Als ich nach New York City kam, war ich 21 Jahre alt. Und ich dachte, ich würde als zeitgenössische*r Künstler*in arbeiten. Die Fotografien, über die Du geredet hast, wurden auch veröffentlicht, als ich erst 21 Jahre alt war. Mit der Fotografie habe ich ein paar Jahre weitergemacht. Es gibt tatsächlich auch einige Fotos, die ich gerne sammeln würde, um sie in einer Publikation zu veröffentlichen. Es sind Portraits von Freund*innen, darunter auch einige, die mittlerweile bekannte Personen sind. Aber weil ich gerade erst angefangen habe auf eine völlig neue Weise an Musik zu arbeiten, konzentriere ich mich komplett darauf. Zum ersten Mal steht die Musik für mich über allen anderen kreativen Professionen, in denen ich arbeite.
Zum Abschluss drei schnelle Fragen an Dich, die sich um den Sommer drehen, denn gerade ist es sehr heiß und Dein Release hat einen starken Sommer-Vibe. Erstens: Was ist Dein Go-To-Tipp für die Sommerhitze?

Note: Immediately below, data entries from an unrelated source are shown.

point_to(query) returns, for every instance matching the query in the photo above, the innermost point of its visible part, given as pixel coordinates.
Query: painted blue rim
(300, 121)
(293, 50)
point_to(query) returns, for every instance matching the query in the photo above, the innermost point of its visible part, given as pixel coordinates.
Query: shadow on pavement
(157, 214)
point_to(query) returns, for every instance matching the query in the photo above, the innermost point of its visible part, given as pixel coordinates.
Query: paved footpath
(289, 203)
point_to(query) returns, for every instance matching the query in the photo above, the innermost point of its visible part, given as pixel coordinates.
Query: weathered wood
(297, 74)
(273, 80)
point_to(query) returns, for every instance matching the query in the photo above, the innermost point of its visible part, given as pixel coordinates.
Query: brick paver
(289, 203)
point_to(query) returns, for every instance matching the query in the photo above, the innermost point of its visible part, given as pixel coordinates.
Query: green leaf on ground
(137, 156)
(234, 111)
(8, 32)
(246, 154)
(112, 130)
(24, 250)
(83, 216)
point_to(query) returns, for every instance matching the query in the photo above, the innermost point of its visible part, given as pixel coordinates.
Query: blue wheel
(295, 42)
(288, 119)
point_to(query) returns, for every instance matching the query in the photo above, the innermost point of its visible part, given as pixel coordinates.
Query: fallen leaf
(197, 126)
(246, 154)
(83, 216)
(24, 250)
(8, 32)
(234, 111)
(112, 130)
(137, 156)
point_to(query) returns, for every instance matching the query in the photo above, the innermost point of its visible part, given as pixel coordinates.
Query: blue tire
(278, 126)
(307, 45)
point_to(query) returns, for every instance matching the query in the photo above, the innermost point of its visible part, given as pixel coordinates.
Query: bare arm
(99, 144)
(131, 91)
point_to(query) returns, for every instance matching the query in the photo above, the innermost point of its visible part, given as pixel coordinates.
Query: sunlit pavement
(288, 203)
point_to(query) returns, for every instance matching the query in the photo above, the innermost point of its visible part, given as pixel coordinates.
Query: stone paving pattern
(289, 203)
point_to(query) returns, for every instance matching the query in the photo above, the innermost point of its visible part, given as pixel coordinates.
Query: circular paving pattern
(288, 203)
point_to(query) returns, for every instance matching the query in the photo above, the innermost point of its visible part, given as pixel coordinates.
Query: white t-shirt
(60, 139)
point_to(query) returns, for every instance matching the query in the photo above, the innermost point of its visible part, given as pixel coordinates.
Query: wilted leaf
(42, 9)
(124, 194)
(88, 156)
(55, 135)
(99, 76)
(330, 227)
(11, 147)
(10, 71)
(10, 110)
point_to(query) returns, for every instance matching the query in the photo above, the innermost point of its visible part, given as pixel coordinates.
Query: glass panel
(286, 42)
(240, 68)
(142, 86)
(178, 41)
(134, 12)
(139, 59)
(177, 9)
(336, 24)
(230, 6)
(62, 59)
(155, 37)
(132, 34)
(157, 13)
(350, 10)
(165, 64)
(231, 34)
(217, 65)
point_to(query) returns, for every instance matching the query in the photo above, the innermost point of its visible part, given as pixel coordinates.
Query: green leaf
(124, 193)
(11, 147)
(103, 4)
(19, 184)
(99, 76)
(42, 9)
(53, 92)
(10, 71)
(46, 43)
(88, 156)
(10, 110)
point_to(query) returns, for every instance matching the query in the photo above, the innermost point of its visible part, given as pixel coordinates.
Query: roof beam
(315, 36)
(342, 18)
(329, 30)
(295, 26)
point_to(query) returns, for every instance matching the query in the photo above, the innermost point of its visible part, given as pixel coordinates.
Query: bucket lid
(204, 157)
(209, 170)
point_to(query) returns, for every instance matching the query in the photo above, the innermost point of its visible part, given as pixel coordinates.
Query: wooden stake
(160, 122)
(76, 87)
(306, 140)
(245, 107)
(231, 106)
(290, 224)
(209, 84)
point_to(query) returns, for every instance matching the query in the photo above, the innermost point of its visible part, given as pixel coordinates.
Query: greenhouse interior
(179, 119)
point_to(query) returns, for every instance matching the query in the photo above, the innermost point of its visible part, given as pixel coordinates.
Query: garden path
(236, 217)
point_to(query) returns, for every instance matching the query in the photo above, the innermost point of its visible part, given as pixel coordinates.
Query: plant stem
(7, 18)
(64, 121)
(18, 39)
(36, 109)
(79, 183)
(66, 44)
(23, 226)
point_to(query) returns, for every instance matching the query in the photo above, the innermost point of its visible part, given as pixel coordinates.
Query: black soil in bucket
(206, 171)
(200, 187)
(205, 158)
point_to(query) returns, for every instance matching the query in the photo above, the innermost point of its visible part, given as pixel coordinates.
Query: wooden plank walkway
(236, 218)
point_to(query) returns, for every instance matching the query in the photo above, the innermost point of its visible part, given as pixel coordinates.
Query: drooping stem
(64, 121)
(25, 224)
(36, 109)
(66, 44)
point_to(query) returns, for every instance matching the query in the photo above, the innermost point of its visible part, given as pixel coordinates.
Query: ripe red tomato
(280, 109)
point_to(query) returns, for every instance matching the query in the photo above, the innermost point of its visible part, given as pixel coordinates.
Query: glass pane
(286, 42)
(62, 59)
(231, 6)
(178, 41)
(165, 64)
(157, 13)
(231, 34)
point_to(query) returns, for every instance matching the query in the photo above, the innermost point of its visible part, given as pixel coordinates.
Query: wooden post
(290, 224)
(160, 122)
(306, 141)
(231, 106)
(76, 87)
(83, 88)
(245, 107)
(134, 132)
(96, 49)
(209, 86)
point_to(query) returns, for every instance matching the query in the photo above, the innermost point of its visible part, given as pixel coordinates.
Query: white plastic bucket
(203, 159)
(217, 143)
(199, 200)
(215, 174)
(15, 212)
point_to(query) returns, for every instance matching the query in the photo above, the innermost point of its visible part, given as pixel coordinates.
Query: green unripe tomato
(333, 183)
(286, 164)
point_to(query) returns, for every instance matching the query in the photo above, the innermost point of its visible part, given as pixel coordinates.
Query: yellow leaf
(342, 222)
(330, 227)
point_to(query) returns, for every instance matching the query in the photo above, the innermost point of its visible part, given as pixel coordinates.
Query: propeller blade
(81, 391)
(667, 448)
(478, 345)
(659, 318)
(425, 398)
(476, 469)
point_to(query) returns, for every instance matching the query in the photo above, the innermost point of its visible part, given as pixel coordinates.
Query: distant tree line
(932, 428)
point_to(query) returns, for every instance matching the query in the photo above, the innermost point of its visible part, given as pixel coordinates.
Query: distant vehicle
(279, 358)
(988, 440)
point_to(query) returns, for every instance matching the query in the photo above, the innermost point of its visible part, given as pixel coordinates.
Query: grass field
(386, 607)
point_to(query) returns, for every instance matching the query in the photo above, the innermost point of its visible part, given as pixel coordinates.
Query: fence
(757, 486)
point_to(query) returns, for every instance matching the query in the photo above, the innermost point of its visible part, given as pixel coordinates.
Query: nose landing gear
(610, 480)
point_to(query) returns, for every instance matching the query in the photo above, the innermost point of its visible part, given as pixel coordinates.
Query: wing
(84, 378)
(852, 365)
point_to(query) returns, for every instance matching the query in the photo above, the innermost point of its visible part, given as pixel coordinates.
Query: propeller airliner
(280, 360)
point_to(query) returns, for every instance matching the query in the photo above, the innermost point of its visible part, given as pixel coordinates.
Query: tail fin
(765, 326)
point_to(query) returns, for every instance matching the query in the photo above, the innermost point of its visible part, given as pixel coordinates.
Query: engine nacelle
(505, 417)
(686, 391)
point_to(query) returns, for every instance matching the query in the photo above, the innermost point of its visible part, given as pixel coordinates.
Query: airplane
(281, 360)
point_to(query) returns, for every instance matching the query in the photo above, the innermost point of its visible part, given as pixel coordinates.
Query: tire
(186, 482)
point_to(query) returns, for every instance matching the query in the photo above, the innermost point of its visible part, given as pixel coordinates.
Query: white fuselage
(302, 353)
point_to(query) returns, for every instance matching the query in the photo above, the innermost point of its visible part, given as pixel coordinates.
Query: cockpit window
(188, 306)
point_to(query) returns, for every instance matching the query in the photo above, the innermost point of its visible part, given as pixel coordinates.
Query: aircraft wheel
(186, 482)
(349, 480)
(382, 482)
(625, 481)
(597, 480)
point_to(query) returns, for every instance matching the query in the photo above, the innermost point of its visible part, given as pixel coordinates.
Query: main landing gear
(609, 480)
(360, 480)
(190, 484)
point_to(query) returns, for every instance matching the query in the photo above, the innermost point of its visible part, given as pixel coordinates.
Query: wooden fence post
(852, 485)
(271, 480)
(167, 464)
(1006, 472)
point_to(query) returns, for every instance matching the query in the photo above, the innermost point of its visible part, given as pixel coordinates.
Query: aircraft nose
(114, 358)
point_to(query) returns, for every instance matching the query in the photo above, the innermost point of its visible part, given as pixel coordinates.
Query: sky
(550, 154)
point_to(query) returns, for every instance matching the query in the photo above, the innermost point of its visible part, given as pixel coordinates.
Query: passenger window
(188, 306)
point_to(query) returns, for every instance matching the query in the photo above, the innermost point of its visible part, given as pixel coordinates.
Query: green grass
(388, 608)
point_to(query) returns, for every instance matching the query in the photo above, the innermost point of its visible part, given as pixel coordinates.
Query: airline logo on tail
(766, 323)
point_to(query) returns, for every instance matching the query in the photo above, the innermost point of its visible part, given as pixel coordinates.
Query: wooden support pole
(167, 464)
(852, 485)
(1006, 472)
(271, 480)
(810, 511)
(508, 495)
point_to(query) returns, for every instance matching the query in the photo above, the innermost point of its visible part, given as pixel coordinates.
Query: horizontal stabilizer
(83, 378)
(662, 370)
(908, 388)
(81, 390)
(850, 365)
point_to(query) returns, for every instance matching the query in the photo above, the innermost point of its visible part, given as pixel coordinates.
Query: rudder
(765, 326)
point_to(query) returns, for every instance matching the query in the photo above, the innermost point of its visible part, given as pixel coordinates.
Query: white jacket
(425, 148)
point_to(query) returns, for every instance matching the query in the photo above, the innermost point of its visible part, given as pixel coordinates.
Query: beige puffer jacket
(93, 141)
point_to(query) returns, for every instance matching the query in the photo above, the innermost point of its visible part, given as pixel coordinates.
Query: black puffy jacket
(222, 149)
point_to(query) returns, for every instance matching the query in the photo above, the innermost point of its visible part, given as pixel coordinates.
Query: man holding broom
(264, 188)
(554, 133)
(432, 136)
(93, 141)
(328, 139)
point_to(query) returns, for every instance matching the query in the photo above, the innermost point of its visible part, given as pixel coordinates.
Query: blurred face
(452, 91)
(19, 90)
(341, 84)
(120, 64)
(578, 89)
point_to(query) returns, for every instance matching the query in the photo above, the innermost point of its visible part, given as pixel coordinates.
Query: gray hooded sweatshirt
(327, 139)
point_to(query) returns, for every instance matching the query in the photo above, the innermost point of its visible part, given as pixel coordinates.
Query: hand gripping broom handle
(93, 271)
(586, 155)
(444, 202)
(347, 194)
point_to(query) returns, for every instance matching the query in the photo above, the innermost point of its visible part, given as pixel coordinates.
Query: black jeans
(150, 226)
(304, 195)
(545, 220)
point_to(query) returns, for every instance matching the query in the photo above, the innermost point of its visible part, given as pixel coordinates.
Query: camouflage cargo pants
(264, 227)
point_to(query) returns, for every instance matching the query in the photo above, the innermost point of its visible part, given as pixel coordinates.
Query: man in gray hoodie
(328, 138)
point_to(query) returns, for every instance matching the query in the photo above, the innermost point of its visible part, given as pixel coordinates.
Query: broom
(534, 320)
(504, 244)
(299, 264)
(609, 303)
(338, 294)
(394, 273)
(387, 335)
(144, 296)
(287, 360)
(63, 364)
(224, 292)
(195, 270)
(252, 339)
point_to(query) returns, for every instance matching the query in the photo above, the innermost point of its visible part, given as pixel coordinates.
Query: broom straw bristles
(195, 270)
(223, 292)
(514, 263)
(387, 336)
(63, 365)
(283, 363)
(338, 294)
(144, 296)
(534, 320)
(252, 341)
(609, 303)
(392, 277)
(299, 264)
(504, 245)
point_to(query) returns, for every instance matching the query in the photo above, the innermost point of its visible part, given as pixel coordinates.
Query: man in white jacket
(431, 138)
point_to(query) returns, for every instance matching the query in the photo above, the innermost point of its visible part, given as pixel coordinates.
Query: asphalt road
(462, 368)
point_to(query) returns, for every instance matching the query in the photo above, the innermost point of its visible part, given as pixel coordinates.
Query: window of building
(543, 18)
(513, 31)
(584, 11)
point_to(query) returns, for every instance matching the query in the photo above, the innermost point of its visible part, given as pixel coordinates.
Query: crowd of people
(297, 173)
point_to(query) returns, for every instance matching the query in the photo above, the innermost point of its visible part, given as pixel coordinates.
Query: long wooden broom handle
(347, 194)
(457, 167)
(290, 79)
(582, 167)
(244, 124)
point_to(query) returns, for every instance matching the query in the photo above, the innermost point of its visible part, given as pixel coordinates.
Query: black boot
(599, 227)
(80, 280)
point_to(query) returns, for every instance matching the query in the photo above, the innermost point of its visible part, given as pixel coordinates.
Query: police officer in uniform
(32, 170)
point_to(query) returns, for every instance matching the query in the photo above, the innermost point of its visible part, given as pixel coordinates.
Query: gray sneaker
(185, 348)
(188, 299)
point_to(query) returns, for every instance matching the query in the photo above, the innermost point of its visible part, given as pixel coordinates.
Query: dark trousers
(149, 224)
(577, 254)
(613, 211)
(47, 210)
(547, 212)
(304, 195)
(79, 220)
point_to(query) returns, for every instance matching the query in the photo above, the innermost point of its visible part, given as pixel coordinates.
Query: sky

Holt euch ein Mango-Kokosnuss-Zitronen-Wassereis. Oder ein gutes, klassisches italienisches Eis. Stay hydrated und reist ans Mittelmeer oder das Ägäische Meer, wenn ihr könnt.
Okay, Du hast damit die letzten beiden Fragen vorweggegriffen: Was ist Dein Go-To-Sommer-Drink und was ist Dein Go-To-Sommer-Essen?
Für den Drink wahrscheinlich ein Aperol Spritz. Und mein Sommer-Essen ein Branzino.